I no longer find the Kurzweilian outlook ridiculous -- though until quite recently I suppose I did. The idea of a technological singularity appeared somehow absurd to me, until I read and heard more about it and realized I had not been taking the acceleration of change in computing power seriously enough. (When change is accelerating, more happens during a short period late in the process than a long period early on.) I think the singularitarian views of Kurzweil and friends, not despite but because of their extremism, can be highly useful as a provocation and an example of the surprising or apparently ridiculous ideas that can become plausible in circumstances of extremely rapid change: twenty or thirty more years of Moore's law, exponential growth in computing power, and we could expect a lot of things to look different. I applaud singularitarians for challenging us to take accelerating change seriously. There are other, very big doubts I have about this line of thinking -- for instance, I am not convinced that other systems, such as ecological ones, will necessarily continue to support smooth sailing up the curve of computational speed for that period of time -- but we can focus on those concerns another time.

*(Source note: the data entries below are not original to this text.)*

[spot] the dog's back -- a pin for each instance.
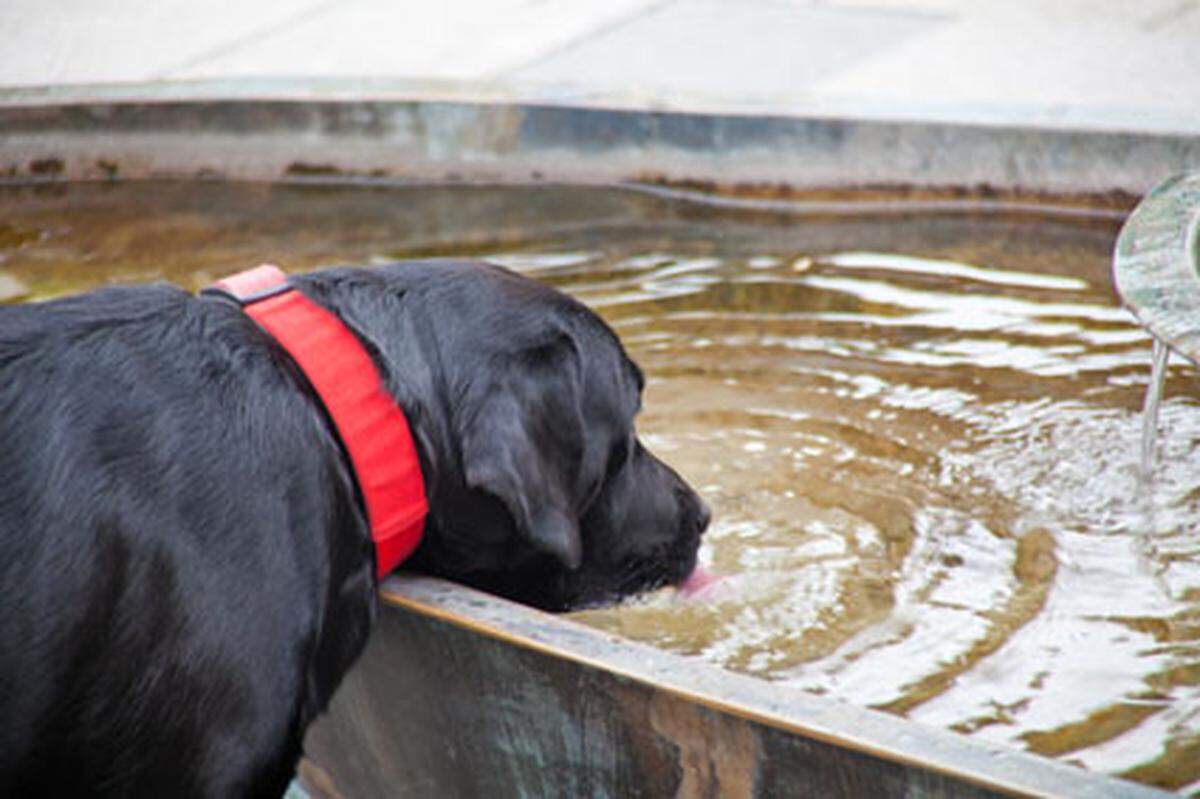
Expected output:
(154, 628)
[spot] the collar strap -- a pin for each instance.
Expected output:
(370, 424)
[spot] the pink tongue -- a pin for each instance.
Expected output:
(699, 581)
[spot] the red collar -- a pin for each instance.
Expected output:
(371, 425)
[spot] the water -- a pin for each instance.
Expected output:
(1161, 355)
(919, 433)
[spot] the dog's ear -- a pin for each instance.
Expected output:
(523, 443)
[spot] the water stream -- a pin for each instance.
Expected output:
(1159, 358)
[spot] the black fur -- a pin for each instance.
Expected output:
(186, 572)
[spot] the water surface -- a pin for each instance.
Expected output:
(919, 433)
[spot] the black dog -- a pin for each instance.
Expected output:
(186, 570)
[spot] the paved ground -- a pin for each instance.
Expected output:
(1108, 64)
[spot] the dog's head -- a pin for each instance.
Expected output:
(522, 403)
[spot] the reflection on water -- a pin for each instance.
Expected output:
(919, 434)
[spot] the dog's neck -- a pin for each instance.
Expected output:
(371, 426)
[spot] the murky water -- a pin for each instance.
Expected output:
(919, 434)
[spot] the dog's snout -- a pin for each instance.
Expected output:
(696, 514)
(703, 516)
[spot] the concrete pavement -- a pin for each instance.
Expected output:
(1086, 64)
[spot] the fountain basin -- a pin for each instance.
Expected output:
(540, 703)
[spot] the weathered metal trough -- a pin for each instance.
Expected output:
(461, 694)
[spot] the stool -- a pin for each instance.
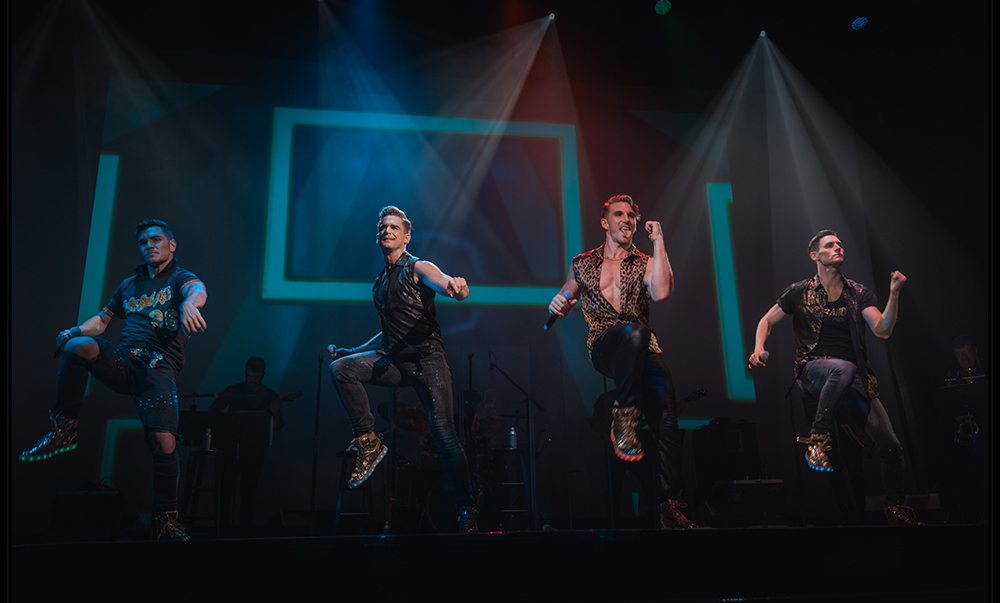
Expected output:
(365, 488)
(194, 485)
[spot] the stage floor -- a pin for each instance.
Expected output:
(879, 563)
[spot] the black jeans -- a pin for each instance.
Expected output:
(428, 373)
(642, 379)
(830, 381)
(153, 390)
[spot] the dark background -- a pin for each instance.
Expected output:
(913, 86)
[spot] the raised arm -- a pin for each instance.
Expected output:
(767, 322)
(452, 286)
(659, 277)
(372, 344)
(562, 304)
(882, 323)
(195, 297)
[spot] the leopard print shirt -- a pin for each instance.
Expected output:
(597, 310)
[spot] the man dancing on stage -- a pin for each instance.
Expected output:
(160, 305)
(408, 351)
(832, 359)
(615, 284)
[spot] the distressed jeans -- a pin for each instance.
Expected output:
(428, 373)
(831, 380)
(642, 379)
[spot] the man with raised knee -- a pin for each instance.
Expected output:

What troubles me is the posited inevitability of the Singularity; and the messianic end-of-days character with which it seems to be imbued. The idea has been described as "the rapture of the nerds", a comical name, but one with a disturbing grain of truth about it -- and the problem is right there in the label "singularity" ... it's a singular, exclusive, totalising conception of the future of humanity and the world, with a distinctly religious, eschatological air about it. In this light, it's a discourse that brooks no dissent; for the corollary message of inevitability is: get on board or get out of the way -- there's nothing else you can do. This notion of inevitability -- applied to *any* scenario that results from human decisions and behaviours, unlike a volcanic eruption -- truly is a dangerous idea. The danger is that people make it inevitable by accepting it as such; and to that extent they forego, or fail to recognise, the need and opportunity to imagine and pursue their preferred alternatives. We make and set these trends in motion, and then disown responsibility for them as if they were acts of God. This is highly suspect from a political as well as philosophical perspective.

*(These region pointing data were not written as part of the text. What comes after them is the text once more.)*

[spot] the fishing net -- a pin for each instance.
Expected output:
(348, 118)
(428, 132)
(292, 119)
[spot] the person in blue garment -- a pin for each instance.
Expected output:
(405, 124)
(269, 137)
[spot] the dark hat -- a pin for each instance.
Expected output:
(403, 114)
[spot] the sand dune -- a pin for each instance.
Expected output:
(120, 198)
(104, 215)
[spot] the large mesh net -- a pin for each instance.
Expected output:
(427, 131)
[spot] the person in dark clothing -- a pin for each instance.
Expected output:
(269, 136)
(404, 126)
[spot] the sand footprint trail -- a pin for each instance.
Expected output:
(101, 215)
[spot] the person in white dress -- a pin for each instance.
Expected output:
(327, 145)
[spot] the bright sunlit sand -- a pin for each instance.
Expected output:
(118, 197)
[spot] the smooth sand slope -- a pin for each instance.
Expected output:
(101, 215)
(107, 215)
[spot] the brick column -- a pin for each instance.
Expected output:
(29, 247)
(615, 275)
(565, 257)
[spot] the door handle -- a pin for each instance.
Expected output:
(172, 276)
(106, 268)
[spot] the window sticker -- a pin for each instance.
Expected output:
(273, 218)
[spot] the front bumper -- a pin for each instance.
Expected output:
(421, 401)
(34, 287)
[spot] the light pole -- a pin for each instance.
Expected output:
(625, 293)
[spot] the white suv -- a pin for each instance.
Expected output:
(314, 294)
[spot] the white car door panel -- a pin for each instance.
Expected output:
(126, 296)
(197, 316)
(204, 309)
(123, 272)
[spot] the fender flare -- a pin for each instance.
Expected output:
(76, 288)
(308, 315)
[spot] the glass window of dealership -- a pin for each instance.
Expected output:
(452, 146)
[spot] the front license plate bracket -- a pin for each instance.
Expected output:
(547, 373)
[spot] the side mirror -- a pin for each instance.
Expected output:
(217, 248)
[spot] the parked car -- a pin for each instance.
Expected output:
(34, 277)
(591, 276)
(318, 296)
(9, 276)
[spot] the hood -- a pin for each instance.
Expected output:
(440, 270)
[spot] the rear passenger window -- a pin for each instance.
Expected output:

Let's be clear: this is not an argument, luddite-style, against the "contents" of The Singularity scenario as undesirable (to the extent that such contents can actually be discerned, amid all the fluff and excitement). Perhaps it would be a desirable future, even a magnificent one, at least for some. Nor is it an argument that The Singularity can't or won't happen. Perhaps it will. But these are the wrong questions. Who's making these changes occur? Who wants it to happen, and why? What might we do or refrain from doing, individually and collectively, to make the things we'd like to see happen, and avoid or mitigate the things we don't? The implications of these possibilities for our action was not the focus of this particular event, but it absolutely should be. Otherwise, what's the point?

The argument I'm trying to make is that some proponents of The Singularity appear to be preparing themselves, and as many of the rest of us as possible, for The One True Future, and proselytising for recruits. Especially if their enthusiasm springs from a perception that stronger-than-human-AI would be an unqualified good, those people advertising its inevitability are, wittingly or not, colonising the future for us -- ensuring that debates on these other issues (that scenario's preferability and probability) are framed in terms that marginalise dissenting views. They place this human process beyond the scope of any discussion of preferences or values. Hence the Singularity Summit, while extremely well organised, well attended, and thought provoking -- all of which made being there more than worthwhile -- felt largely like a rally of the faithful. Two sceptical voices were featured in the program, Douglas Hofstadter and Bill McKibben, yet neither of whom made the point forcefully enough that I think most needs to be made. History is a human story, which ought to be written collaboratively and carefully, and the Singularitarian who treats that favourite scenario as a fait accompli is either naively or deviously denying the responsibility to consider our other possible paths.

That's why I'm a Singularity Sceptic.